Après un Irishman mélancolique en demi-teinte, Scorsese revient au sommet avec Killers of the Flower Moon et on ne peut que se réjouir de sa sortie en salles obscures, lui qui pendant un temps était annoncé uniquement en streaming. Le film déploie des trésors de narration et on ne voit pas passer les 3h26 au cours de cette fresque empoisonnée sur la tragédie des Indiens Osage. Déplacés de nombreuses fois, relégués sur une terre stérile, les Indiens Osage virent le vent tourner quand leurs terres se révélèrent riches en pétrole. Conservant par traité leurs droits sur la terre, ils la louèrent et devinrent à la fois la nation indienne la plus riche d'Amérique et la cible de toutes les avarices des Blancs.
Killer of the Flower Moon dépeint un véritable grand remplacement, où la culture des Osage disparaît dans leur occidentalisation et ou leurs droits sont perdus au fil des mariages, des arrangements et des disparitions plus ou moins violentes, sans qu'aucune enquête ne soit jamais menée et avec la complicité implicite de tous les Blancs locaux.
Pour incarner son histoire Scorsese emploie un double point de vue. Le film est à la fois l'histoire d'Ernest Burkhart, qui rejoint le patronage de son oncle et dont le film suit majoritairement les péripéties, et celui de Molly, d'abord courtisée puis mariée à Ernest, qui imprime son rythme au film, entre observation taciturne et volonté justicière. La force du film ne réside pas dans la résolution des meurtres et ne fait d'ailleurs pas trop de mystère là-dessus, mais plutôt dans son observation méticuleuse de la déliquescence d'une nation au travers d'un couple éminemment complexe — un mélange réussi entre l’intime, le privé et le public. Ernest est un « bon gars », pas très malin ni forcément très éduqué, qui obéit naturellement à la figure d'autorité paternaliste que représente son oncle et dont il semble adopter les vues racistes et cupides, tout en témoignant tout au long du film une réelle affection et un réel amour pour sa femme et sa famille. Molly de son côté n'est pas si naïve vis-à-vis de ses prétendants blancs qui cherchent avant tout son argent, et vois bien dans la disparition régulière et inexpliqué des membres de sa communauté, sa famille en premier, des corrélations suspicieuses.

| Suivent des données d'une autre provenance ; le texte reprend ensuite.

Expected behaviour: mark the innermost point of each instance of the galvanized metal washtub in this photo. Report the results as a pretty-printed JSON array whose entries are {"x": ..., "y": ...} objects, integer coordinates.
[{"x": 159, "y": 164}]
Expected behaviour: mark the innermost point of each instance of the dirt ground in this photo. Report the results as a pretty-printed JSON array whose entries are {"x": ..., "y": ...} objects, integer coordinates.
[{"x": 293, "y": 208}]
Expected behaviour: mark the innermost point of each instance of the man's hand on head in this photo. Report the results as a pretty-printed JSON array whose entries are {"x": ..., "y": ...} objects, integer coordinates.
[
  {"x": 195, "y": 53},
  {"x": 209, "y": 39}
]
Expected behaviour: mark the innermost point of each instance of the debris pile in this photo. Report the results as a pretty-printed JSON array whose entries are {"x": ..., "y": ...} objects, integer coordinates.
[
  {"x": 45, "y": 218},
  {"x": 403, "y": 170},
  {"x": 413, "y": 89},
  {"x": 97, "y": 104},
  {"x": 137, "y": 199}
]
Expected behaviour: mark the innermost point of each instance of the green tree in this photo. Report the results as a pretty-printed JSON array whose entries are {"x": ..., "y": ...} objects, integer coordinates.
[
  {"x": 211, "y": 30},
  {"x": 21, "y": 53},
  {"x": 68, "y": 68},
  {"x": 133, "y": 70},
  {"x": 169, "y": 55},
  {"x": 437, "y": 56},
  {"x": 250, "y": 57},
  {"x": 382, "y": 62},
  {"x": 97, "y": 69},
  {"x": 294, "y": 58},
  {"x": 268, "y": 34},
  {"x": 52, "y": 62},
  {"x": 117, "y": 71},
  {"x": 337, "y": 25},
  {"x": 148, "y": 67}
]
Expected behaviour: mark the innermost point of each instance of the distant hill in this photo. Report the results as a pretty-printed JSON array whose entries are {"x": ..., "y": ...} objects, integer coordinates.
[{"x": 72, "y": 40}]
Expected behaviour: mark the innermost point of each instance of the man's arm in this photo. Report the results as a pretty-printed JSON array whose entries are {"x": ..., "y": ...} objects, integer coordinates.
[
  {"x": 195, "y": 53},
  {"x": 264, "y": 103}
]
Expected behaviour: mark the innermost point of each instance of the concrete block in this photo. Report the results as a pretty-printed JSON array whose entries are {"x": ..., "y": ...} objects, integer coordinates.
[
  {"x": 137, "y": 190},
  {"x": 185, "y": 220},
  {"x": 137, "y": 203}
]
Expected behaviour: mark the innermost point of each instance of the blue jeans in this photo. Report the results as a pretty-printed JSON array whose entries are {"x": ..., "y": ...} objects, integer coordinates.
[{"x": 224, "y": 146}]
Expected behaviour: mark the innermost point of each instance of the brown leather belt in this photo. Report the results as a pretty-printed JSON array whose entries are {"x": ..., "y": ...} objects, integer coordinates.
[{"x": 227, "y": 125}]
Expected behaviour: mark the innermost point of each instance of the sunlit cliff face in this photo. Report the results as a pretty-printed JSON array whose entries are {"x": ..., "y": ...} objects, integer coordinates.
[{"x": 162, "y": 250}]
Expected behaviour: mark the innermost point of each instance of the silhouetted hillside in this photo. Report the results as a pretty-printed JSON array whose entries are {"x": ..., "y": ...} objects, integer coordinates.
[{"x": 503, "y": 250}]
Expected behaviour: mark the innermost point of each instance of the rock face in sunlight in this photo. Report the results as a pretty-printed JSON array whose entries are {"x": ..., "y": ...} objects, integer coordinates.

Mais cette suspicion fait jeu égal avec une force de foi en l'humanité et l'aveuglement de l'amour. Ces deux protagonistes sont profondément humains et faillibles, et recèlent en eux toute la richesse d'un film qui certes prends clairement parti mais n'en est pas moins nuancé.
La longueur du film permet d'installer avec crédibilité ce climat délétère, fait de petites trahisons, de renoncements et de non-dits. Si j’ai pu être dure avec de nombreux films récents sur leur durée, j’ai trouvé qu’ici Scorsese a suffisamment de choses à dire pour justifier cette longueur. On ressent ainsi toute la détresse d'un peuple dépossédé de sa culture, de sa santé, de son autonomie — Molly doit justifier à son curateur chaque dépense — et au final de leurs droits.
La fin du film offre une mise à distance intéressante stylistiquement autant que cruelle — une affaire d'état impliquant le tout nouveau FBI reléguée à un fait divers divertissant du dimanche soir — où la justice un goût bien amer.
Le trio d'acteur principal offre une partition subtile et frappante. On a rarement vu DiCaprio dans un rôle de naïf veule, un rôle complexe et fascinant. Lily Gladstone est elle aussi une véritable force terrestre, un roseau qui plie mais ne se rompt pas et qui en dit peu mais on exprime beaucoup. De Niro est pour sa part une pièce de jeu plus discrète et pourtant omniprésente et inquiétante. Je n'avais pas beaucoup de doutes de la part de Scorsese et son équipe, et le film est une grande réussite formelle avec notamment un montage au cordeau qui conserve un rythme lancinant mais soutenu. Film d’époque, il y a un grand soin apporté aux costumes et aux accessoires, entre les tenues traditionnelles, le passage des années folles et l’occidentalisation… des détails qui là aussi contribuent à une immersion puissante.